Redéfinir les limites et les risques du numérique
On pourrait encore multiplier les exemples indéfiniment tellement le corps enseignant a eu à cœur de trouver des solutions pour ne pas abandonner les élèves, faisant preuve d'une pugnacité et d'une créativité sans précédent et expérimentant ainsi les nombreux aspects positifs mais aussi pédagogiques du numérique déjà éprouvés dans certaines disciplines comme les langues vivantes ou encore la géographie. Maintenant, avec les cartes dynamiques, une frontière qui bouge est devenue un concept très concret. Quant aux pédagogies innovantes ou les pédagogies de projets, elles intègrent depuis longtemps des pratiques numériques, notamment en lien avec le réseau Canopé.
Certes le recours au numérique a été très différent pendant l'école à la maison, car soudain et improvisé. Mais il a eu le mérite de lever des verrous. L'implication des professeurs pour improviser les cours à distance a été remarquable en termes d'investissements, accélérant de manière significative l'usage du numérique pour l'éducation.
A contrario, le confinement a aussi rappelé qu'en matière d'équipement tous les élèves ne sont pas égaux. La fracture numérique s'est imposée aux yeux de tous quand les professeurs ont perdu des élèves. L'illectronisme dans la sphère familiale, pointé par la mission d'information "Lutte contre l’illectronisme et inclusion numérique" du Sénat est aussi une réalité à prendre en compte.
Quant aux questionnements autour de la sécurité des données, ils ont aussi ressurgi avec force pendant cette période inédite. Car opter pour un logiciel quel qu'il soit nécessite de contrôler ses conditions d’utilisation. Sinon, c’est prendre le risque que la plateforme exploite ou revende les données personnelles des élèves et des enseignants à des acteurs économiques privés. En Europe, le règlement général sur la protection des données (RGPD) responsabilise les organismes publics et privés qui traitent les données des utilisateurs mais la réglementation est différente dans les pays non européens comme le rappelle cet article publié le 27 mars 2020 dans Libération au sujet de la plateforme américaine Discord. En avoir conscience est un minimum, encore faut-il le pouvoir et le comprendre.
Éduquer au numérique et apprendre avec le numérique
Car le numérique pour l'éducation, ce sont aussi des compétences qui s'apprennent, comme le définit le Cadre de référence des compétences numériques mis en place à la rentrée 2019 et valable de l'école primaire à l'université. Ces savoirs et savoir-faire digitaux font l'objet d'une certification délivrée par la plateforme Pix en fin de cycle 4 au collège et en cycle terminal du lycée.

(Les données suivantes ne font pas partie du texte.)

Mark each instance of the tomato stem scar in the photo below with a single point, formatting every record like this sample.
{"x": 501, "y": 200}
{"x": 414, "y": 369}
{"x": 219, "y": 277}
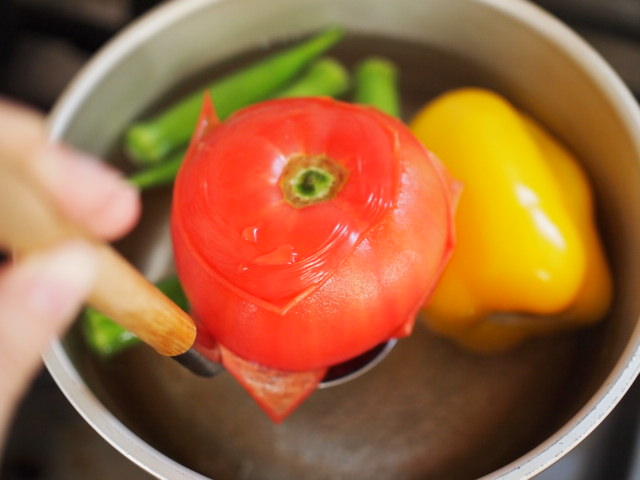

Le dispositif se substitue aux niveaux « école », « collège » et « lycée » du brevet informatique et internet (B2i).
Seize compétences sont évaluées dans cinq domaines et sur cinq niveaux. L'objectif : ne plus être juste des consommateurs ou des utilisateurs, mais appréhender le numérique avec recul, d’en décoder les enjeux et d’en reprendre le contrôle dans sa vie personnelle, professionnelle mais aussi de collégiens et de lycéens.
Et après ?
Pour répondre aux enjeux de la pédagogie de XXIe siècle, les 40 propositions issues des États généraux du numérique pour l'éducation capitalisent sur l’expérience acquise durant cette période inédite. Dans les collèges et les lycées, il y aura un avant et un après la Covid 19.